Goals and Motivation
Goals:
- Implement real-time inventory tracking system that tracks locations
- Perform data analytics on order and shipment logs (structured/unstructured data) to make decisions about deploying resources, targeting customers, and expanding into markets
- Predict delays in shipments
Requirements:
- Reliable, reproducible environment that scales
- Aggregated data in centralized data lake
- Historical data used to perform predictive analytics on future shipments
- Accurate tracking of worldwide shipments (proprietary technology)

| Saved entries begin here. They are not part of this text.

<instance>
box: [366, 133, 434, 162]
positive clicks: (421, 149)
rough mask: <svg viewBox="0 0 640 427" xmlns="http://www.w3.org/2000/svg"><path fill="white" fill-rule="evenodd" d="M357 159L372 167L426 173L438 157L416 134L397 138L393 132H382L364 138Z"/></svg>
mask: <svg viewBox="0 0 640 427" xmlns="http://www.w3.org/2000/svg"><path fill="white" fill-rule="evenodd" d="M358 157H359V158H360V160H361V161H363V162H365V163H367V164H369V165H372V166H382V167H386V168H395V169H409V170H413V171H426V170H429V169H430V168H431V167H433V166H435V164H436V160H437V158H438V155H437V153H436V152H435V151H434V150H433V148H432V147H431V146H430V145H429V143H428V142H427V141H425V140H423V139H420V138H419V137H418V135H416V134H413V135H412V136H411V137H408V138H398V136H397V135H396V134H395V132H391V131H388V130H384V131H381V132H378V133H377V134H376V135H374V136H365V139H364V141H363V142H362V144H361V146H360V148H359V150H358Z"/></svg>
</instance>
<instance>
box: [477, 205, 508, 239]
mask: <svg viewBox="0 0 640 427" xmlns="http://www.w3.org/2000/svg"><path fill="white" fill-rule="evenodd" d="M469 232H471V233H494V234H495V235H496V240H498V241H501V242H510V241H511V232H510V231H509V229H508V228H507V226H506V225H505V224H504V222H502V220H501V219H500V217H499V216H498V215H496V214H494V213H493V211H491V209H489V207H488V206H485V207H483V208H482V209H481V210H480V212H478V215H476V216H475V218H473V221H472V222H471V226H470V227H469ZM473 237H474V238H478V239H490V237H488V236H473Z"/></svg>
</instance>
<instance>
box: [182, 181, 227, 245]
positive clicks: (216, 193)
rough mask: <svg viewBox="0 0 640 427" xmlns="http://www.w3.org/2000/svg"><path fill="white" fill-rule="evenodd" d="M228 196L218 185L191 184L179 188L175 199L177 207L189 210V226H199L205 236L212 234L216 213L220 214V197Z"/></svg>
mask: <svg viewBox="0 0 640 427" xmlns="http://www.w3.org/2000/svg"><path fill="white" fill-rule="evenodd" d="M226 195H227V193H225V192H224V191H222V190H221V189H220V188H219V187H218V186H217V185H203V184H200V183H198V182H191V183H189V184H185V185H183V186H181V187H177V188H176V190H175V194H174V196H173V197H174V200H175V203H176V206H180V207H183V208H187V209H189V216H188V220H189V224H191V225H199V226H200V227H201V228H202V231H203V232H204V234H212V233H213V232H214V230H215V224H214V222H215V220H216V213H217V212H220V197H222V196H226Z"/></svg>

- Improvement of business agility and speed of innovation via rapid provisioning of new resources
- Analysis and optimization for performance in the cloud
- Migration to cloud, if all other requirements met
Deeper reasoning:
- Inability to upgrade infrastructure hampering growth and efficiency
- Ineffective at moving data around
- Need to better understand where/who customers are, what they are shipping
- IT is too busy managing infrastructure to organize data/build analytics/implement tracking technology
- Penalties for late shipments and deliveries translates into direct correlation between profitability and bottom line
Technology Stack
Databases:
- SQL DB storing user data, static data
- Cassandra DB storing metadata, tracking messages
- Kafka servers tracking message aggregation and batch insert
Applications:
- Customer frontend, middleware for orders and customs
- Tomcat for Java services
- Nginx for static content
- Batch servers (?)
Storage:
- iSCSI (internet small-computer-system interface) to manage VM hosts
- Fiber channel network for SQL server storage
- NAS (network attached storage) for image storage, logs, and backups
Analytics:
Miscellaneous servers:
- Jenkins
- Monitoring of servers
- Bastion hosts
- Security scanners
- Billing software